Paragraphs in the two largest font sizes are designed for people who “only have half an hour to spare”; with a whole hour you can take in all but the minutest text; and if you are a real vulture for knowledge and can “set aside a couple of hours” you can read the entire book and get both “a well-balanced overview and a detailed comprehension of individual concepts.”

Does this format serve the stated purpose of making “complex concepts easy to understand”? The real test of its efficacy would be to try it on three people with “different levels of reading” a description which appears to correspond to depth of interest in the topic rather than basic reading skills.

As someone very familiar with the ideas being explored, this reviewer found the format obscured rather than clarified the content. The visual confusion on the page repels rather than attracts. And even having decided on one’s font-level it is not easy to follow the font-thread, when each font is not represented on every page or in the same sequence. Distinguishing between levels two and three introduces a lot of self-doubt!
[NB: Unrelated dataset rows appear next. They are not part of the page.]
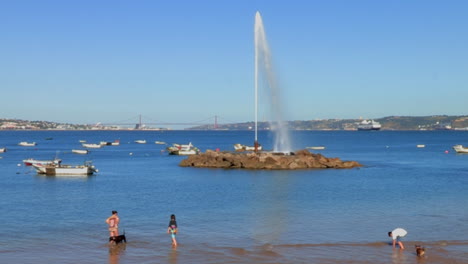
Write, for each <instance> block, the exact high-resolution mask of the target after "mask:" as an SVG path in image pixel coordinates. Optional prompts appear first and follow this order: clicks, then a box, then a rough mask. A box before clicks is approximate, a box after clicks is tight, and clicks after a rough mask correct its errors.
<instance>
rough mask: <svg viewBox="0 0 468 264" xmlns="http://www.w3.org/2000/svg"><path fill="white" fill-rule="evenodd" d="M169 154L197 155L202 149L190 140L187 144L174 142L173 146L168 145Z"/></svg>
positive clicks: (168, 150) (167, 147) (172, 145)
mask: <svg viewBox="0 0 468 264" xmlns="http://www.w3.org/2000/svg"><path fill="white" fill-rule="evenodd" d="M167 150H168V152H169V155H196V154H198V153H200V150H199V149H198V148H197V147H195V146H193V145H192V142H190V143H189V144H187V145H181V144H172V146H170V147H167Z"/></svg>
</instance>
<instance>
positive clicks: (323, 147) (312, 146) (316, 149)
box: [306, 146, 325, 150]
mask: <svg viewBox="0 0 468 264" xmlns="http://www.w3.org/2000/svg"><path fill="white" fill-rule="evenodd" d="M306 148H308V149H313V150H323V149H325V147H324V146H312V147H306Z"/></svg>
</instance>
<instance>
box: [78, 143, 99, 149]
mask: <svg viewBox="0 0 468 264" xmlns="http://www.w3.org/2000/svg"><path fill="white" fill-rule="evenodd" d="M81 145H82V146H83V147H85V148H101V147H102V145H101V144H92V143H83V144H81Z"/></svg>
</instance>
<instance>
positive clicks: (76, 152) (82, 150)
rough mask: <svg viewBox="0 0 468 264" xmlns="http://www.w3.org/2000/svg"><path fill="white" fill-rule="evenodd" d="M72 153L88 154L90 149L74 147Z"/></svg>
mask: <svg viewBox="0 0 468 264" xmlns="http://www.w3.org/2000/svg"><path fill="white" fill-rule="evenodd" d="M72 153H75V154H88V153H89V150H87V149H72Z"/></svg>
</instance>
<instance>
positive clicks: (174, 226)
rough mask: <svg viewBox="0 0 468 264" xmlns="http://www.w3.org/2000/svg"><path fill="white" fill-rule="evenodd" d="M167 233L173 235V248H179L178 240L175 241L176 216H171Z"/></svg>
mask: <svg viewBox="0 0 468 264" xmlns="http://www.w3.org/2000/svg"><path fill="white" fill-rule="evenodd" d="M167 233H168V234H171V238H172V246H173V247H177V240H176V239H175V236H176V234H177V221H176V220H175V215H171V221H169V226H168V228H167Z"/></svg>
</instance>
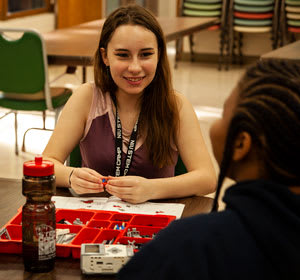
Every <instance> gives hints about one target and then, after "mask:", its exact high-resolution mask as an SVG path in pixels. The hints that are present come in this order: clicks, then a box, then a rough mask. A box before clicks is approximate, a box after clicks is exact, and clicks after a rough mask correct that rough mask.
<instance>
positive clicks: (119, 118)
mask: <svg viewBox="0 0 300 280" xmlns="http://www.w3.org/2000/svg"><path fill="white" fill-rule="evenodd" d="M138 122H139V119H137V121H136V123H135V125H134V127H133V130H132V132H131V135H130V140H129V144H128V150H127V154H126V159H125V166H124V170H123V174H122V146H123V138H122V124H121V120H120V117H119V114H118V110H117V109H116V140H115V144H116V154H115V176H116V177H119V176H122V175H123V176H126V174H127V173H128V171H129V168H130V166H131V163H132V158H133V154H134V149H135V144H136V139H137V131H138Z"/></svg>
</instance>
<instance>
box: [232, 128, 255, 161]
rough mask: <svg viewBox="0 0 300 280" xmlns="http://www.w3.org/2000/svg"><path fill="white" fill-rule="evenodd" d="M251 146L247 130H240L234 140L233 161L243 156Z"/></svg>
mask: <svg viewBox="0 0 300 280" xmlns="http://www.w3.org/2000/svg"><path fill="white" fill-rule="evenodd" d="M251 147H252V139H251V136H250V134H249V133H248V132H245V131H243V132H241V133H239V134H238V136H237V137H236V139H235V141H234V147H233V155H232V160H233V161H240V160H242V159H243V158H245V157H246V156H247V155H248V153H249V152H250V150H251Z"/></svg>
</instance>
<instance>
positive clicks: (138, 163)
mask: <svg viewBox="0 0 300 280" xmlns="http://www.w3.org/2000/svg"><path fill="white" fill-rule="evenodd" d="M93 88H94V93H93V101H92V105H91V108H90V112H89V116H88V120H87V122H86V125H85V132H84V136H83V138H82V139H81V141H80V152H81V157H82V167H88V168H91V169H94V170H96V171H97V172H99V173H100V174H101V175H103V176H108V175H111V176H114V175H115V115H114V112H113V102H112V100H111V97H110V94H109V93H108V92H107V93H102V92H101V90H100V89H98V88H97V87H96V86H95V85H93ZM130 134H131V131H127V130H126V129H124V128H122V135H123V151H122V172H123V168H124V163H125V158H126V153H127V147H128V142H129V139H130ZM172 157H173V162H175V164H176V162H177V159H178V152H177V151H176V149H175V148H173V154H172ZM175 164H174V165H171V166H166V167H163V168H158V167H155V166H153V164H152V162H151V161H150V159H149V157H148V152H147V149H146V147H145V145H144V144H143V137H138V139H137V142H136V146H135V152H134V156H133V159H132V163H131V167H130V169H129V172H128V173H127V175H136V176H142V177H145V178H149V179H150V178H164V177H172V176H174V170H175Z"/></svg>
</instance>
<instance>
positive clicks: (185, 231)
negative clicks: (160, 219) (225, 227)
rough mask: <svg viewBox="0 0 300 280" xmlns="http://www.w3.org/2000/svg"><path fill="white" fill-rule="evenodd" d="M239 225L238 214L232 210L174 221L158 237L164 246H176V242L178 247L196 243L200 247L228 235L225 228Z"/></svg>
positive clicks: (201, 215)
mask: <svg viewBox="0 0 300 280" xmlns="http://www.w3.org/2000/svg"><path fill="white" fill-rule="evenodd" d="M237 223H238V218H237V216H236V214H235V213H234V212H233V211H230V210H229V211H222V212H215V213H209V214H200V215H196V216H193V217H189V218H183V219H179V220H175V221H173V222H172V223H171V224H170V225H169V226H167V227H166V228H165V229H163V230H162V231H161V232H159V234H158V237H159V240H160V243H163V244H168V243H169V244H174V242H175V241H176V244H178V245H179V244H180V243H182V245H184V244H187V243H195V242H196V243H197V244H198V245H200V244H201V243H202V244H204V245H205V244H207V242H210V241H212V240H214V238H215V237H214V236H215V235H220V234H227V233H225V232H224V227H226V229H229V230H230V229H231V228H232V226H234V225H235V224H237ZM225 231H226V230H225ZM179 246H180V245H179ZM200 246H201V245H200Z"/></svg>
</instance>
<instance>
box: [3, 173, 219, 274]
mask: <svg viewBox="0 0 300 280" xmlns="http://www.w3.org/2000/svg"><path fill="white" fill-rule="evenodd" d="M56 195H63V196H71V195H70V192H69V190H68V189H66V188H57V193H56ZM161 201H162V202H171V203H184V204H185V208H184V211H183V214H182V217H188V216H192V215H195V214H199V213H207V212H210V210H211V207H212V202H213V199H211V198H209V197H187V198H180V199H168V200H161ZM156 202H157V201H156ZM24 203H25V198H24V197H23V196H22V182H21V180H14V179H2V178H0V209H1V216H0V228H2V226H3V225H4V224H6V223H7V222H8V220H9V219H10V218H12V217H13V216H14V215H15V214H16V213H17V209H18V208H19V207H20V206H21V205H23V204H24ZM204 230H205V229H204ZM0 246H1V245H0ZM114 278H115V277H114V276H99V275H98V276H85V275H82V274H81V270H80V261H79V260H78V259H72V258H57V259H56V264H55V269H54V270H53V271H51V272H49V273H36V274H33V273H29V272H25V271H24V267H23V259H22V256H21V255H10V254H0V279H9V280H15V279H16V280H19V279H41V280H48V279H49V280H50V279H51V280H52V279H53V280H54V279H55V280H60V279H64V280H68V279H70V280H77V279H114Z"/></svg>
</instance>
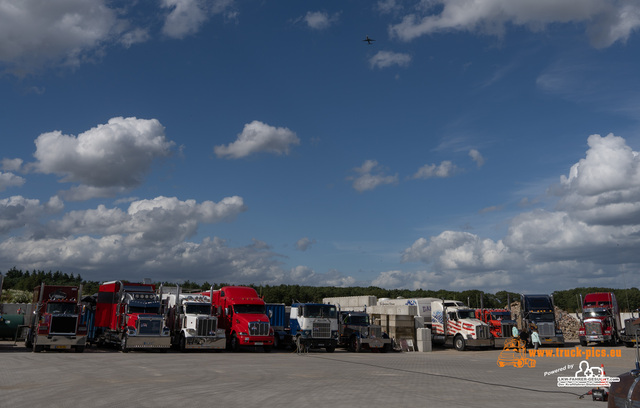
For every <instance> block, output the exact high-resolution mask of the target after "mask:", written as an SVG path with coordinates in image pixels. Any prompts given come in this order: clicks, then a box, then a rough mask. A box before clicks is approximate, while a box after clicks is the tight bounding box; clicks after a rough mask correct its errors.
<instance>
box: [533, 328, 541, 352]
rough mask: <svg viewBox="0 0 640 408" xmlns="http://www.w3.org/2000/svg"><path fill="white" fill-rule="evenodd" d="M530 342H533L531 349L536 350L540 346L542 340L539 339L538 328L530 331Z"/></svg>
mask: <svg viewBox="0 0 640 408" xmlns="http://www.w3.org/2000/svg"><path fill="white" fill-rule="evenodd" d="M531 344H533V349H534V350H537V349H538V346H542V342H541V341H540V336H539V335H538V330H536V329H533V331H532V332H531Z"/></svg>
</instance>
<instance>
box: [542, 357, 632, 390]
mask: <svg viewBox="0 0 640 408" xmlns="http://www.w3.org/2000/svg"><path fill="white" fill-rule="evenodd" d="M545 375H547V373H545ZM614 382H620V377H608V376H607V374H606V373H605V371H604V366H603V365H600V367H597V366H593V367H591V366H589V362H588V361H587V360H582V361H581V362H580V365H579V367H578V371H576V372H575V374H574V375H573V377H558V387H610V386H611V383H614Z"/></svg>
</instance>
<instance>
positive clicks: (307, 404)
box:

The paragraphs in the largest font are the most opaque and least melodious, struggling as they do to summarize several complex ideas in a few words. Typically, “Biological sex is not entirely restricted to male and female”; or “Uncoupling sex and reproduction challenges the analysis of sex as an innate and universal practice.” Definitions of terms—from Cisgender through Purdah and Shinto to United Nations and Zenan—are found in the smallest fourth level font, discounting the picture captions which are the fifth level, so perhaps this approach is cunningly designed to encourage movement to a higher level of understanding and not only to accommodate the time-poor.

And what of the “over 160 illustrations”? Do they enhance our understanding of the topic? Four 19th century photographs of hermaphrodite anatomy “not published but used for scientific research and teaching” may be enlightening to some readers in the discussion on Intersex, though external genitalia are only part of the story.

Elsewhere the connection of picture to text is not so obvious but may still meet the stated brief of “informative, provocative.” A passing comment on the equal rights of women in Ancient Egypt is juxtaposed with a visual of an “independent courtesan” standing to urinate . . . just like a man? Was this something only independent courtesans did? Or probably just a really nice picture not to be over-thought?

Within a four-chapter structure that addresses gender as an expression of biological sex, as a social construct, as being diverse, and as a subject for activism the text ranges widely backward and forward across  countries , cultures, and time periods offering up many interesting nuggets and sound-bytes of information in a colorful patchwork. This is perhaps best understood as the book of the future, catering for readers who would actually prefer any other medium.